# [SOLVED] Cod 5 WaW install error!!



## jason591 (Oct 28, 2004)

Whenever i put the dvd in and try to install i get as far as the screen with install on and click on it. It then says preparing to instal but then up pops
"this installation package could not be opened. Verify that the package exists and that you can access it, or contact the application vendor to verify that this is a valid Windows installer pakage. \CoDWaW.msi"
This is a legit game bought from the store. I play cod4 all the time on high settings and am using vista 32. Anyone got any ideas? 
Thanks guys!!!


----------



## koala (Mar 27, 2005)

*Re: Cod 5 WaW install error!!*

.msi files are handled by Windows Installer. You can get the latest version from *http://support.microsoft.com/kb/942288*. Download, install, reboot and try installing the game again.

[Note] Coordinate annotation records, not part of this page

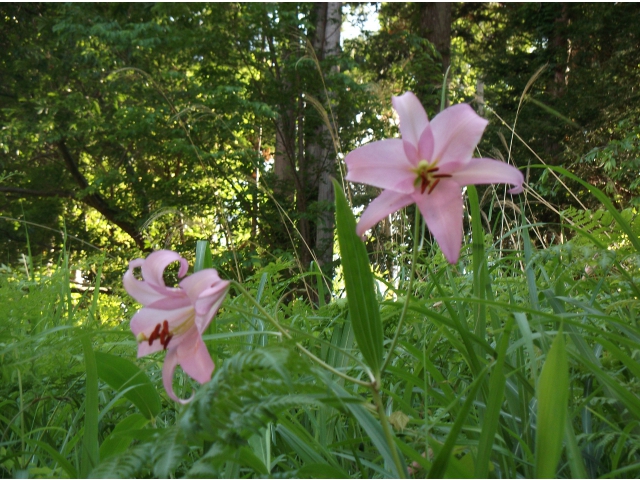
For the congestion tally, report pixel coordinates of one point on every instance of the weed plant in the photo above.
(520, 361)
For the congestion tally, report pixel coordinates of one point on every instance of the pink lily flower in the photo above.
(428, 167)
(173, 319)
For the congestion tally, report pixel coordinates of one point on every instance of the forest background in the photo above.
(128, 128)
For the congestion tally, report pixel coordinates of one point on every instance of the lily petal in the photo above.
(456, 130)
(382, 164)
(481, 171)
(385, 204)
(141, 291)
(442, 210)
(206, 291)
(413, 118)
(168, 369)
(155, 264)
(426, 144)
(146, 320)
(195, 360)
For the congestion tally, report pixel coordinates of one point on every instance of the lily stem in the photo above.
(284, 332)
(386, 428)
(412, 275)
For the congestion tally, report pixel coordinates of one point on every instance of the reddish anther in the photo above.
(155, 334)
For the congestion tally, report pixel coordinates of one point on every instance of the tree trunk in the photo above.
(435, 26)
(321, 149)
(435, 23)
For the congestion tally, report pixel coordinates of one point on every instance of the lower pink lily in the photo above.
(173, 319)
(428, 167)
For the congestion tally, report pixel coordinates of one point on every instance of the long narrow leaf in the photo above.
(364, 310)
(553, 395)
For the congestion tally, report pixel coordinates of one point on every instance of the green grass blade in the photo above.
(494, 403)
(439, 467)
(119, 440)
(363, 305)
(120, 373)
(90, 447)
(203, 256)
(553, 396)
(602, 197)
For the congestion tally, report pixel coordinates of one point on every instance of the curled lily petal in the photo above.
(382, 164)
(413, 118)
(386, 203)
(440, 158)
(456, 130)
(442, 211)
(195, 360)
(426, 144)
(173, 319)
(156, 263)
(170, 363)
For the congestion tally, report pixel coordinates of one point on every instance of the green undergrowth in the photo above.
(519, 361)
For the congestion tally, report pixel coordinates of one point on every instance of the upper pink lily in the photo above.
(428, 167)
(174, 319)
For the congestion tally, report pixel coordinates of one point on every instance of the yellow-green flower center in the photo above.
(427, 176)
(162, 332)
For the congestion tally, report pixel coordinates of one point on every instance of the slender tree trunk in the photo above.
(322, 152)
(435, 25)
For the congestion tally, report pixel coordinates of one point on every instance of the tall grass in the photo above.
(519, 361)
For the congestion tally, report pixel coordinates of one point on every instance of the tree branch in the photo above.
(96, 201)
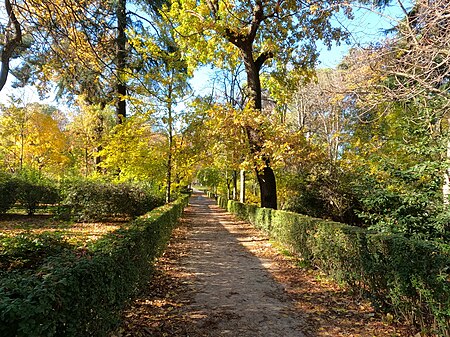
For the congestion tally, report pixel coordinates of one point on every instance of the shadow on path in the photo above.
(221, 277)
(234, 294)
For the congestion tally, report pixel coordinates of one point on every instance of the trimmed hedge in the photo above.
(28, 190)
(82, 293)
(409, 277)
(92, 201)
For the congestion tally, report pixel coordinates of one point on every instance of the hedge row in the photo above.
(83, 293)
(409, 277)
(27, 192)
(94, 201)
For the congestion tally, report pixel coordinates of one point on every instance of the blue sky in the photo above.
(366, 27)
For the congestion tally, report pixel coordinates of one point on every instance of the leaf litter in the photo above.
(181, 299)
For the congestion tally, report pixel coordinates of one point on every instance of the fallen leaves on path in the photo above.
(328, 309)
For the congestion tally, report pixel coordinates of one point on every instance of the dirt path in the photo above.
(220, 277)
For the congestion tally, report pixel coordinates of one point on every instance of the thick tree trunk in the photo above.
(242, 190)
(170, 145)
(265, 176)
(121, 108)
(234, 195)
(9, 45)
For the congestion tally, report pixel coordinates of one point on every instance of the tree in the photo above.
(256, 32)
(11, 36)
(411, 69)
(31, 137)
(163, 85)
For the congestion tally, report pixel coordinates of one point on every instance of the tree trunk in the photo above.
(266, 176)
(121, 108)
(234, 196)
(242, 190)
(10, 44)
(446, 185)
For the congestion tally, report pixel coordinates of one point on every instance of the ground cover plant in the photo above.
(406, 276)
(81, 291)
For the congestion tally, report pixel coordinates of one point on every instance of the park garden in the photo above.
(347, 165)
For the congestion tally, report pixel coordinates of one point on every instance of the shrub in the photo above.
(90, 201)
(30, 195)
(78, 294)
(408, 276)
(8, 189)
(27, 250)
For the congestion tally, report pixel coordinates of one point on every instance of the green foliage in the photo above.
(83, 293)
(27, 250)
(29, 188)
(408, 276)
(90, 200)
(8, 189)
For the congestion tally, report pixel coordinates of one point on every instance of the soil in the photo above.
(221, 277)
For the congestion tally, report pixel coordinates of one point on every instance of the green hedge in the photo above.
(92, 201)
(82, 293)
(29, 190)
(406, 276)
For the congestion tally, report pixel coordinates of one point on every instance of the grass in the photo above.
(26, 241)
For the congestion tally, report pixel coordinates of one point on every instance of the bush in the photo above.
(91, 201)
(408, 276)
(8, 189)
(27, 250)
(30, 195)
(78, 294)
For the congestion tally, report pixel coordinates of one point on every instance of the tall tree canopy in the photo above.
(277, 34)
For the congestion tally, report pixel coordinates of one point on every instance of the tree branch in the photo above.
(263, 57)
(10, 44)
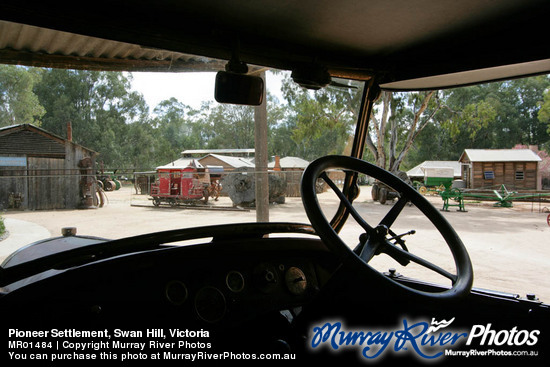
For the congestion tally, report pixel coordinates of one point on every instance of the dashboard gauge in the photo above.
(295, 280)
(176, 292)
(234, 281)
(265, 277)
(210, 304)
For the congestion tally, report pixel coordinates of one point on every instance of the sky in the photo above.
(189, 88)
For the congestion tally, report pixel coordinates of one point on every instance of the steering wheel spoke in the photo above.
(381, 239)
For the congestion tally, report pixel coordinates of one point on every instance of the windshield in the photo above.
(122, 154)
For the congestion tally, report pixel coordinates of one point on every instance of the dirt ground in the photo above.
(509, 247)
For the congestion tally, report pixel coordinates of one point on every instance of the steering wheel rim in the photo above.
(461, 282)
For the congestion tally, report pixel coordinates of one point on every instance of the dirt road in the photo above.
(509, 247)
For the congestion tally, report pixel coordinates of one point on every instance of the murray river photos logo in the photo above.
(425, 340)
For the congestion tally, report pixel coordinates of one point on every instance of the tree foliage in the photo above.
(406, 128)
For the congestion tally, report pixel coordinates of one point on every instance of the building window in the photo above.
(489, 175)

btw, your profile needs to be updated if you're now using Vista32. It says XP for OS (below your name, on the left).


----------



## gamesfreak (Dec 28, 2008)

*Re: Cod 5 WaW install error!!*

may be your dvd is scrached and unusable. this error occurs when dvd rom is not able to access the file from the dvd. so i think its definitely the dvd prob.


----------



## jason591 (Oct 28, 2004)

*Re: Cod 5 WaW install error!!*

ok guys thanks for your help...i borrowed a friends copy and used that with my own cd-key and it worked fine so it MUST have been the dvd
thanks again!!


----------